Deuxième homélie pour le 17ème dimanche. Matthieu 13, 44-52.

Les deux paraboles de la recherche et de la découverte.

Le royaume des cieux est toujours à découvrir.

Un Univers in-sensé si toute son histoire était engloutie un jour par le néant.

Les hommes aiment énormément chercher et découvrir.

Les enfants raffolent des jeux où ils ont à chercher... des trésors cachés, ou à trouver le sens des devinettes comme des jeux de piste... Tous aiment regarder les « cartes au trésor » télévisées chaque été.

Dans les deux paraboles de ce jour Jésus met en scène un homme qui a découvert un trésor caché dans un champ, et vend tout ce qu'il a pour l'acheter. Et un autre homme qui cherche des perles fines : une seule, de grande valeur, lui fait vendre tout ce qu'il a pour l'acheter. Il n'a pas besoin d'en chercher d'autres. C'est tout simple, aucune explication n'est nécessaire.

Alors demeure un étonnement : comment se fait-il que les hommes qui aiment tant les secrets et les recherches, et sont tout contents quand ils ont trouvé la solution, ne pensent pas avec plus d'intelligence à chercher et découvrir les secrets du Royaume ? Comment se fait-il que les hommes qui aiment tant les jeux d'esprit ne soient pas plus occupés à chercher, découvrir et trouver, les secrets du royaume de l'Esprit ?

On aime les mystères, on aime encore davantage les découvrir. On aime le suspens. L'auteur de Da vinci code doit sa réussite à ce qu'il a su exploiter au mieux cette passion, et, quitte à déformer complètement le message évangélique, il s'est servi du suspens qu'il présente pour inventer beaucoup de faux mystères. C'est presque blasphématoire mais ça réussit.

Jésus s'y est pris d'une autre manière, et, si l'on trouve dans l'Evangile des secrets, c'est pour une toute autre raison et dans un tout autre but. Il s'agit de sauver les hommes.

Ce n'est pas un hasard si le Nouveau Testament s'ouvre sur le récit d'un secret, celui raconté en l'Evangile de Saint Matthieu qu'on pourrait appeler le secret de Marie.
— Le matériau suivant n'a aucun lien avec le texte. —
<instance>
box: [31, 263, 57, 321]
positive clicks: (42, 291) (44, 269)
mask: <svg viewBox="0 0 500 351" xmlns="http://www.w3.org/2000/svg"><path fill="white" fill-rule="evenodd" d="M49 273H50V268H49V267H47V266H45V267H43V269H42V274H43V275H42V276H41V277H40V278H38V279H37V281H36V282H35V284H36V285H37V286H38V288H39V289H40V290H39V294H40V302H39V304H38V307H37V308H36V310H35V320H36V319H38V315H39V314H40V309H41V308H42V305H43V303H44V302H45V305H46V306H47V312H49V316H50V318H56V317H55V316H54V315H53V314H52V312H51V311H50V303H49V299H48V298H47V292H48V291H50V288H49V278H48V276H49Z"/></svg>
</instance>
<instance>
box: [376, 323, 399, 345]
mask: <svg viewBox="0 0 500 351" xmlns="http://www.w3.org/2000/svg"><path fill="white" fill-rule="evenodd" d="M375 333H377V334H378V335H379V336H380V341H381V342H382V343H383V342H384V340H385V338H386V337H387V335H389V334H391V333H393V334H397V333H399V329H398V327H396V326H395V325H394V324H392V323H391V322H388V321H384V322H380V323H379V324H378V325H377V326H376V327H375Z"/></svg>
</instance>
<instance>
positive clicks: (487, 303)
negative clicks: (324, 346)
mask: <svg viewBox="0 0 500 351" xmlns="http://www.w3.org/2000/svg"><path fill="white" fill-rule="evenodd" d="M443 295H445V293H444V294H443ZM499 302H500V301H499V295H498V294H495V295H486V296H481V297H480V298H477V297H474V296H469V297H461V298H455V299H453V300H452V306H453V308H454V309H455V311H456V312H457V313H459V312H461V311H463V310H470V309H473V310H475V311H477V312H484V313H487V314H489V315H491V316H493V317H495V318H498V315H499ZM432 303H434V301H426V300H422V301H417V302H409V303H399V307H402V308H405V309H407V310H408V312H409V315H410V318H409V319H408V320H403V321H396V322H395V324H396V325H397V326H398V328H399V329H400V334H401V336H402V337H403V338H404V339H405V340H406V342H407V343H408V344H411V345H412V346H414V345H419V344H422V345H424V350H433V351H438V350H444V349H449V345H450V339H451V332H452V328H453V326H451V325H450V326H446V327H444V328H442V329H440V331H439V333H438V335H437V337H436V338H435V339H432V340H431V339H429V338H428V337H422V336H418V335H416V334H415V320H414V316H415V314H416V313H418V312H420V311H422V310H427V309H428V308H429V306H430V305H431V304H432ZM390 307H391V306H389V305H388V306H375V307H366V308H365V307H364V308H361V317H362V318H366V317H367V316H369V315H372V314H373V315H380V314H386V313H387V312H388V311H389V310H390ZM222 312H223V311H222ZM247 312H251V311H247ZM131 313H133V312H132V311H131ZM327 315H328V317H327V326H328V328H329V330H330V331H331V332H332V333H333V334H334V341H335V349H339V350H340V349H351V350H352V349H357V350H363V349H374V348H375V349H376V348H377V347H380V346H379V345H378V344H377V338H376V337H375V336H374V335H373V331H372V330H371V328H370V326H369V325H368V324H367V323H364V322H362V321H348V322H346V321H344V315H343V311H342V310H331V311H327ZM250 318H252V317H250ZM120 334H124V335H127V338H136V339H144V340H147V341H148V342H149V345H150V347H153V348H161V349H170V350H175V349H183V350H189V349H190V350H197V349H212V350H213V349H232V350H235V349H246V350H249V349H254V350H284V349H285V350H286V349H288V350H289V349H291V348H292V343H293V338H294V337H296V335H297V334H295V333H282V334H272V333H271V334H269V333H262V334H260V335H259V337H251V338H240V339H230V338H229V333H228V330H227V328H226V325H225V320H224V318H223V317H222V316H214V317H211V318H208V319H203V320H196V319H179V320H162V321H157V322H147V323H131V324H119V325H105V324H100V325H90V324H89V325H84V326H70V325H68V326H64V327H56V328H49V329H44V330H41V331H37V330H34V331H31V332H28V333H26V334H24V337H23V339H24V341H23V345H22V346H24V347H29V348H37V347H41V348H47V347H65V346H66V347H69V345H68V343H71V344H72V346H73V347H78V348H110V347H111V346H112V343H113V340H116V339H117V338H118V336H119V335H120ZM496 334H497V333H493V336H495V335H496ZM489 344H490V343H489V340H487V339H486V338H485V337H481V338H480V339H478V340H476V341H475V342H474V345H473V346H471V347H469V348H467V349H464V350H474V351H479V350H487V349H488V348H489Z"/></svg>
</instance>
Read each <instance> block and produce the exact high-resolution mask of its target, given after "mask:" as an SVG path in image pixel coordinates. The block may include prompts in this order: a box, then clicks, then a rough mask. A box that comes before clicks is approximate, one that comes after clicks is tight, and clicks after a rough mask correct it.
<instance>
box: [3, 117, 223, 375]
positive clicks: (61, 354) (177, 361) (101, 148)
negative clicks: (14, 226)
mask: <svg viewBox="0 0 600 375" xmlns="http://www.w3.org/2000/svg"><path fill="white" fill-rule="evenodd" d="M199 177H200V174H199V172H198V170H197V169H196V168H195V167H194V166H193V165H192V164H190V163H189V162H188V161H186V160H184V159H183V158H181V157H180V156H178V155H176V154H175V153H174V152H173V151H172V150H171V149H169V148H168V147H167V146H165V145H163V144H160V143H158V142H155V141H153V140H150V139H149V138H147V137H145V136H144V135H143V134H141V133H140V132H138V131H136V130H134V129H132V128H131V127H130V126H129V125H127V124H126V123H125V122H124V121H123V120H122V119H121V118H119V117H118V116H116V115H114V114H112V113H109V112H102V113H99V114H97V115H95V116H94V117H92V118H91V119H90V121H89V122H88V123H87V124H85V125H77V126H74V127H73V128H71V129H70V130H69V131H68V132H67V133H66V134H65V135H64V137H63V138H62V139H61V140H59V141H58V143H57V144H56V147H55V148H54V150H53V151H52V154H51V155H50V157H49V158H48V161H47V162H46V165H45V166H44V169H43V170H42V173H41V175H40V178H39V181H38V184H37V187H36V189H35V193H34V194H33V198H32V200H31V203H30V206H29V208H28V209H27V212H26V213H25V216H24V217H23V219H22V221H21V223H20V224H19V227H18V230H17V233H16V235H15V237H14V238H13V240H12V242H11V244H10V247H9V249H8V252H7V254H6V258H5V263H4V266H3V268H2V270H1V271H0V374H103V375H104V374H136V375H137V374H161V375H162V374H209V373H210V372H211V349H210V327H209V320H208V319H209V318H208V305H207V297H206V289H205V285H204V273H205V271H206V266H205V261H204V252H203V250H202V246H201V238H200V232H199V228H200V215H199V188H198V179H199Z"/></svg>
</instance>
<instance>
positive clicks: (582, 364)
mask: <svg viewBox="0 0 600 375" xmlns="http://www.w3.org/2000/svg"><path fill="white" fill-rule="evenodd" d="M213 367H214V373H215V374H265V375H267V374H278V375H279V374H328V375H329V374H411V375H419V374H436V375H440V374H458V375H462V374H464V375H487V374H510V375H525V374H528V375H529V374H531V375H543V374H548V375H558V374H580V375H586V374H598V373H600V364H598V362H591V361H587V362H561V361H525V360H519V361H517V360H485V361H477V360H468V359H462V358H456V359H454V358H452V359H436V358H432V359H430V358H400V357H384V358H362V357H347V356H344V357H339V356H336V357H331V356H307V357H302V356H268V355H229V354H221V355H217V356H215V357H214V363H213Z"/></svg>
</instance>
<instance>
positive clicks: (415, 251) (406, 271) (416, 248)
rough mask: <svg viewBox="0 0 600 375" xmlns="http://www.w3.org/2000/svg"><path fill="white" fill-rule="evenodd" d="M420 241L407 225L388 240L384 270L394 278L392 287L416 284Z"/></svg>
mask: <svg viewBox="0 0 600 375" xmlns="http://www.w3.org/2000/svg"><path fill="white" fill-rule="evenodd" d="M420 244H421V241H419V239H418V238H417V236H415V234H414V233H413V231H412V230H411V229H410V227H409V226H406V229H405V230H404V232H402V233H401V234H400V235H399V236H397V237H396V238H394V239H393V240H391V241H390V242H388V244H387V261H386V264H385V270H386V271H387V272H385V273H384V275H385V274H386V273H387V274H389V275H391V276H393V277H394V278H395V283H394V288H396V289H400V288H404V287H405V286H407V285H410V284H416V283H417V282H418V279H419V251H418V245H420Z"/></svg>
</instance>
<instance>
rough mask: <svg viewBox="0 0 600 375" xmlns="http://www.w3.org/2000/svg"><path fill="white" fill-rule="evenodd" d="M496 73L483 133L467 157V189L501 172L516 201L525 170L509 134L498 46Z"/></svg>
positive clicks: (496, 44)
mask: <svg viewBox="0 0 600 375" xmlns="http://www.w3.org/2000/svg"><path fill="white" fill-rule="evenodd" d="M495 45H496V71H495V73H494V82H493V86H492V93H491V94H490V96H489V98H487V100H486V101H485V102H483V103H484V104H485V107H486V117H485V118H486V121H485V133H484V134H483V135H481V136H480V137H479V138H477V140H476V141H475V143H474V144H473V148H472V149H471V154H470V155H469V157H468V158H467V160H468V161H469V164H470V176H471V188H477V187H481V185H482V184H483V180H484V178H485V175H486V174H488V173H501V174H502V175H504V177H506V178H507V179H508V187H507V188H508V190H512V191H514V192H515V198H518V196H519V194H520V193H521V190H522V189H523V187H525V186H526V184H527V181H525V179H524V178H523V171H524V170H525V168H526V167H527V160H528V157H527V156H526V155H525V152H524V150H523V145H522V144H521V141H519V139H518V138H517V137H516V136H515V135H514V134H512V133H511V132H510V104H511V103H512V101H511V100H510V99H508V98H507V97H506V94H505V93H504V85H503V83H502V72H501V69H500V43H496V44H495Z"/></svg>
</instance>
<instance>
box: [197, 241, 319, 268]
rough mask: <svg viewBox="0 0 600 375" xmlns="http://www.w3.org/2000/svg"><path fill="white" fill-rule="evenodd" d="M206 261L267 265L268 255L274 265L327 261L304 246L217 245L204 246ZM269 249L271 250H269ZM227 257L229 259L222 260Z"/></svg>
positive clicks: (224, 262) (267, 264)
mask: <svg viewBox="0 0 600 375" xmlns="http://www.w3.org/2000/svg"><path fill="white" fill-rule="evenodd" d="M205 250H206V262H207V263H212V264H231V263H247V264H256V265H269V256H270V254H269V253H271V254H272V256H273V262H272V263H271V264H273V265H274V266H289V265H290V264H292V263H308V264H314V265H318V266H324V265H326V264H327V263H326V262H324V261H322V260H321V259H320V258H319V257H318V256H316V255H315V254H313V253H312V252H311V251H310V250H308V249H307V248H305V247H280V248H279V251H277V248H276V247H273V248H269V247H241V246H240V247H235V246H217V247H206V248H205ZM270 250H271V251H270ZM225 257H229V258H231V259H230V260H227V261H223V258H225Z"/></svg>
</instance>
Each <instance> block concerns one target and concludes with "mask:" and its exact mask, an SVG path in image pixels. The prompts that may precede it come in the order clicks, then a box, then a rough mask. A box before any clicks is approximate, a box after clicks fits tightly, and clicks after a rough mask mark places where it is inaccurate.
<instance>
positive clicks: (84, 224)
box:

Et la solution n'est pas donné dans l'Evangile. Jésus lui-même nous a dit dans l‘Evangile que les paraboles sont proposées pour découvrir le secret de choses cachées depuis l'origine du monde : Il faudrait que nos églises soient toutes des palais de la découverte, des palais de la recherche et de la découverte, des palais de l'expérience de Dieu où l'on ressent au cœur la brûlure intérieure des disciples d'Emmaüs quand Jésus leur expliquait l'Ecriture, et son centrage sur Sa passion, Sa mort et Sa résurrection, sans lequel plus rien ne peut être compris, plus aucun secret ne peut être découvert, plus aucune recherche ne peut aboutir.

La découverte ne peut se faire qu'au prix d'expériences de ce mystère central de la foi chrétienne. Il faudrait que nous éprouvions au moins une fois cette joie intérieure de celui qui enfin a trouvé. Puisse ce royaume des cieux nous apparaître, peut-être subitement, comme la chose essentielle.

J'écoutais à la radio, avec une certaine morosité, ces savants qui nous rappellent que la terre disparaîtra un jour, et donc l'homme avec elle, s'il n'a pas su émigrer en d'autres planètes, elles-mêmes vouées au même tragique destin un peu plus tard. Mais alors, pensez-y, il ne resterait strictement rien de toute l'histoire de l'humanité : elle aurait été vécue pour rien !

C'est proprement in-sensé : tout ce cortège innombrable durant d'innombrables siècles, tout ce cortège de malheurs, de morts et de néant... pour rien ! Si rien n'avait jamais existé, si rien n'avait été, ce serait exactement la même chose ! Le néant aura englouti, d'une seule bouchée, tout ce qui a existé et existe, sans qu'il ne puisse y avoir rien après.

Avons-nous réfléchi seulement un instant que la souffrance humaine, innombrable, de toutes sortes, jamais la même d'un homme à un autre, pourrait donc n'avoir eu aucun sens, et n'avoir servi strictement à rien : elle deviendrait alors une énormité sans mesure dans ce non-sens absolu ?

Combien est-il plus réconfortant et rassérénant de penser que la souffrance du Christ change le sens, ou plus précisément donne du sens à toute souffrance humaine et la rend supportable, et que Son passage parmi nous lorsqu'Il se fait homme, éclaire toutes choses !

Ce qui ne doit aucunement empêcher de combattre la souffrance sans cesse et d'innombrables façons. Mais la façon dont Jésus la combat en la prenant sur Lui, lui donne son sens ; et, seule, la rend acceptable.